I had left the camp one rainy day to go wander in the woods around the area leaving Randy and Gramp in the cabin. This day however, I didn’t go very far like I typically did, this day I headed across the property and the passed the other camps to where the plane lay tied up to the dock. To me Randy’s airplane was mystical. Sure I knew it was a Piper Super Cub, but at twelve years of age I really didn’t know much. I stood and looked at it for quite some time floating gently on the surface of the rain-splattered lake. I’m sure it was quite a few minutes before I worked up the courage to climb up into the pilot’s seat. I vividly remember sitting there looking out over the instrument panel and dreaming this plane was mine…that one day I would have a plane just like this of my own. I remember the feel of the cold metal of the control stick; I remember the sweet smell of the mixing of metal, wood, fabric, oil and fuel. These are the same smells I still associate with old airplanes. I needed to cut this journey of mine short though. You see, I didn’t ask for permission to climb into that plane. Although I’m sure Randy wouldn’t have minded, I still knew enough to know I was supposed to ask and what I was doing was wrong. So with this in mind, I was sitting there no more than five minutes, probably much less, when I hurriedly jumped back down onto the dock…looked back at the green Super Cub and walked away. I had a feeling in that seat. A feeling I couldn’t put words to if I wanted to, but it left an impression on me that has NEVER left.

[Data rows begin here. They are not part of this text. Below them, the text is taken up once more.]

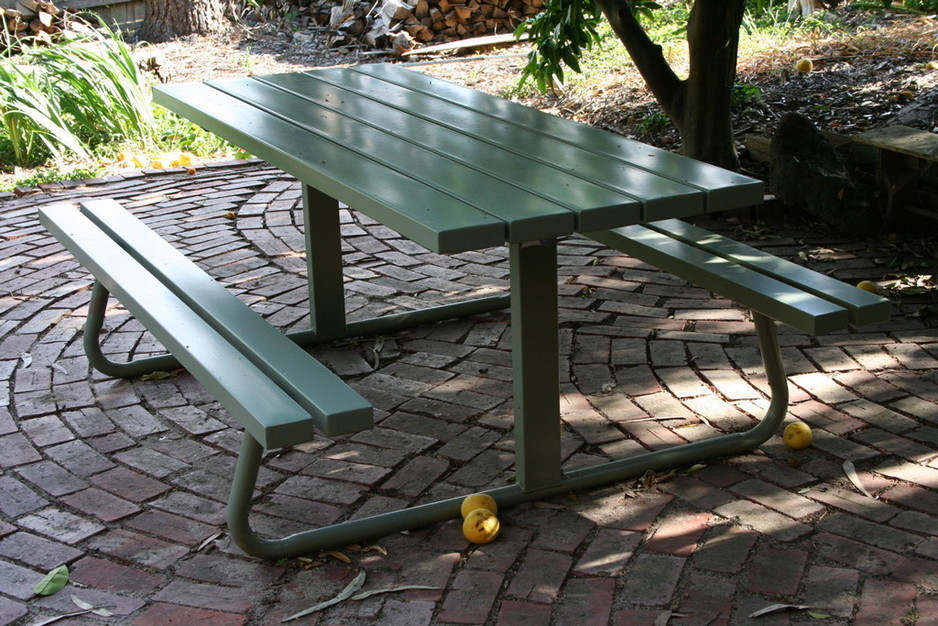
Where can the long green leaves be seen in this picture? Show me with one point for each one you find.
(71, 97)
(561, 33)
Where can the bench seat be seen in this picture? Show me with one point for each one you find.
(781, 290)
(278, 392)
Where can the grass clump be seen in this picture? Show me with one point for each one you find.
(68, 99)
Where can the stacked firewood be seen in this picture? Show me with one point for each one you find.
(448, 20)
(30, 22)
(383, 23)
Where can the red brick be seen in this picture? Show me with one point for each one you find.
(910, 472)
(726, 549)
(833, 588)
(540, 576)
(586, 601)
(470, 598)
(631, 617)
(102, 574)
(129, 484)
(886, 602)
(775, 571)
(652, 578)
(101, 504)
(206, 596)
(709, 600)
(163, 614)
(856, 555)
(139, 548)
(524, 613)
(172, 527)
(608, 552)
(679, 535)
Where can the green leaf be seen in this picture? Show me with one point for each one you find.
(53, 581)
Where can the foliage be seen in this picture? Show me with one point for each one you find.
(174, 132)
(71, 97)
(918, 6)
(567, 29)
(744, 95)
(561, 33)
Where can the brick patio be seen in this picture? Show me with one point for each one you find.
(125, 481)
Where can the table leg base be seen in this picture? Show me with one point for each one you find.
(313, 540)
(397, 322)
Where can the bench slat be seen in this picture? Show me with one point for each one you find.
(724, 189)
(267, 411)
(300, 375)
(528, 216)
(753, 290)
(567, 172)
(424, 215)
(863, 307)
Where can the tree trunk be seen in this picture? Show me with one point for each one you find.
(700, 105)
(713, 42)
(168, 19)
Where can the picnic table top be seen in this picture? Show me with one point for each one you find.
(449, 167)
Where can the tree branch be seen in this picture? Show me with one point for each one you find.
(648, 57)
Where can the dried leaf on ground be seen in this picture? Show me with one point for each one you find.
(851, 473)
(52, 582)
(345, 594)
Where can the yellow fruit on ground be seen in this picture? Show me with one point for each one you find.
(478, 501)
(797, 435)
(480, 526)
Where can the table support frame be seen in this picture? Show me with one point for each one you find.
(308, 541)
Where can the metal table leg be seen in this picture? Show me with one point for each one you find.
(535, 361)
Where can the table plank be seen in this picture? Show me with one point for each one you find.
(723, 189)
(528, 216)
(390, 110)
(431, 218)
(551, 165)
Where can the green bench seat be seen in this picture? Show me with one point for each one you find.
(278, 392)
(778, 289)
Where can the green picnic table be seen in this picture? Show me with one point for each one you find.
(456, 170)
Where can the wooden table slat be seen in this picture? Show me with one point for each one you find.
(428, 217)
(573, 171)
(724, 189)
(529, 216)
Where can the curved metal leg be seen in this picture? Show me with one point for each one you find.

I fondly think of this memory from time to time but mostly when I’m on some pond in the woods, right as I settle down into the seat and peer over that very same panel, and out that very same windscreen. I knew I would have a Super Cub one day…I just never dreamed it would be the exact one from my childhood. Now when I push that starter button I can hear my Grandfather and Randy’s voices in that cockpit as clearly as I did those thirty-five years ago. I’m sure they are looking down on me and smiling. I wouldn’t be a bit surprised if they even knew back in 1982 that I’d climbed into that seat. One thing is for sure though, I know that I owe them both so much…and I’m still trying to repay them.